Réappropriation de ma propre sensibilité
Assez bon élève et passablement bien élevé, j’ai peut-être trop clairement entendu les messages relayés par mon entourage et mes enseignants, indiquant tout ce qui était bon pour moi (et suggérant d'éradiquer ce qui ne l'était pas), et précisant ce qu’il fallait faire ou pas pour trouver ma 'bonne et juste place' dans la vie et la société.
Je me suis donc simplement contenté de suivre la voie qui m’était tracée, dans un chemin bien battu, passant par des études studieuses et un peu longues...
J’ai essentiellement fait ce que l’on attendait de moi.

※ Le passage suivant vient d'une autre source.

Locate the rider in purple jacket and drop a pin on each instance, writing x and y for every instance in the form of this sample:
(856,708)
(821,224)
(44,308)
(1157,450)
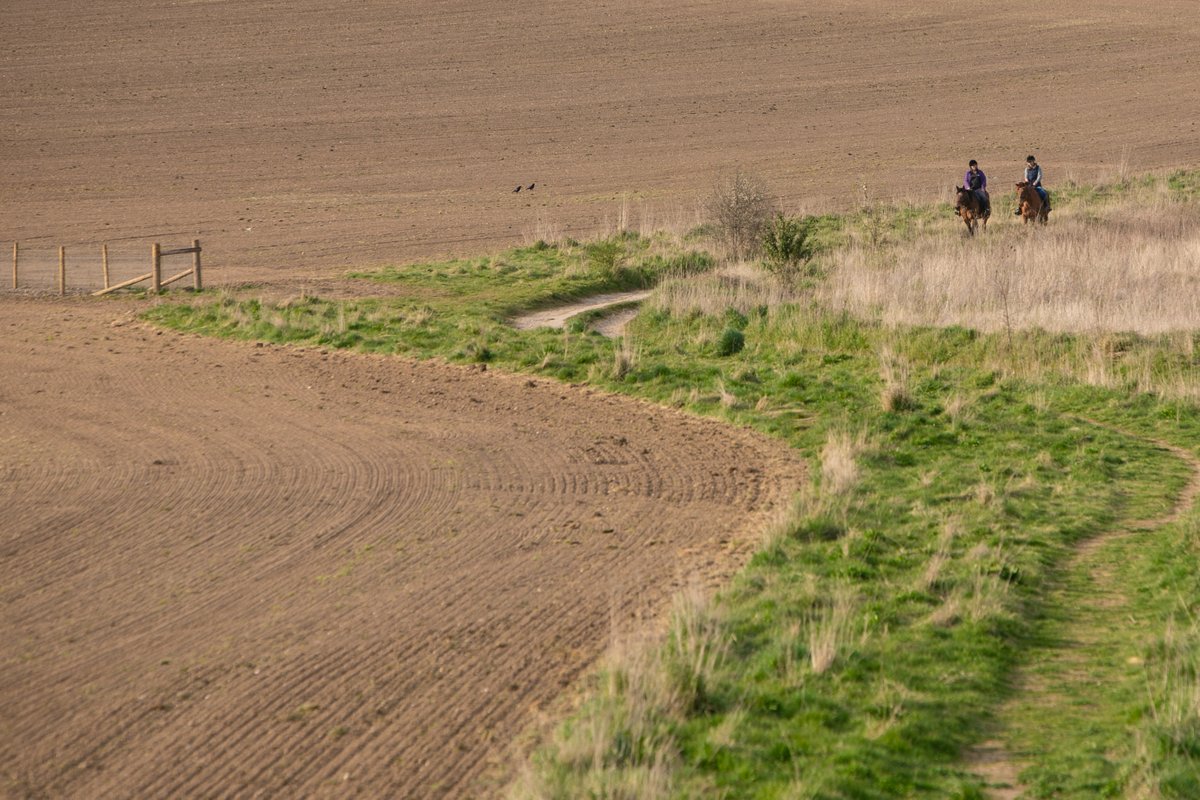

Bien sûr, cela signifiait mettre de côté tout ce qui pouvait être déviant ou gênant, lisser les singularités individuelles dérangeantes.Il me fallait bien comprendre que quand on m'appelait "l'artiste" à 10 ans, c'était uniquement pour fustiger un travers qu'il convenait de rectifier. C’était, entre autres et dans les faits, appliquer avec rigueur des consignes explicites et rassurantes. D’ailleurs, mon métier (d’abord dans la Sûreté Nucléaire) nécessitait beaucoup de cette rigueur, et j’en étais plutôt fier.
Il m’a fallu un choc personnel démesuré pour que je commence progressivement à me questionner sur le bien-fondé de cet équilibre si évident, mais dont j'ai commencé à percevoir obscurément les côtés artificiels et lénifiants...
Petit à petit, j’ai distingué certaines réalités qui m'ont perturbé. Par exemple : j’effectuais mon travail, plutôt bien, mais je ne le vivais pas... En réalité, je faisais, mais je n’étais pas, ... ou si peu.... Je me suis progressivement convaincu qu'il me fallait abandonner mes certitudes et mon confort.
Après une première période de « reconstruction », j’ai commencé à envisager sérieusement de tenter de "me retrouver" sur mon chemin personnel. Je suis passé par une démarche de redécouverte et de réappropriation de ma propre sensibilité.
Ceci s'est fait par le truchement de la création artistique et d'une extension de mes intérêts culturels vers l'orient (énergétique chinoise en particulier), à son rythme, sans trop de brusquerie.
Aujourd'hui, je revendique clairement mon statut d'artiste.
J'arrive assez régulièrement, quoiqu'avec les difficultés que certains pourront imaginer, à débrancher mon intellect particulièrement vivace et mon mental très tenace, à sortir des ornières où j’ai passé une grande partie de ma vie antérieure.
Surtout, je parviens le plus souvent à laisser libre cours à ce que je ressens devant un modèle vivant en mouvement, pour l’imprimer dans la glaise afin que cela reste vivant et sensible dans la sculpture finie.
Aujourd'hui, j'ai la conviction que cet équilibre normalisé, qui me semblait tout d'abord acceptable quoique seulement un peu artificiel, est en vérité insidieusement mortifère. Je commence à percevoir plus clairement la nécessité vitale du respect des sensibilités, en particulier dans la dimension artistique recelée par chacun.
Je prends un grand plaisir à essayer de réveiller cette sensibilité chez ceux qui n'en ont plus conscience.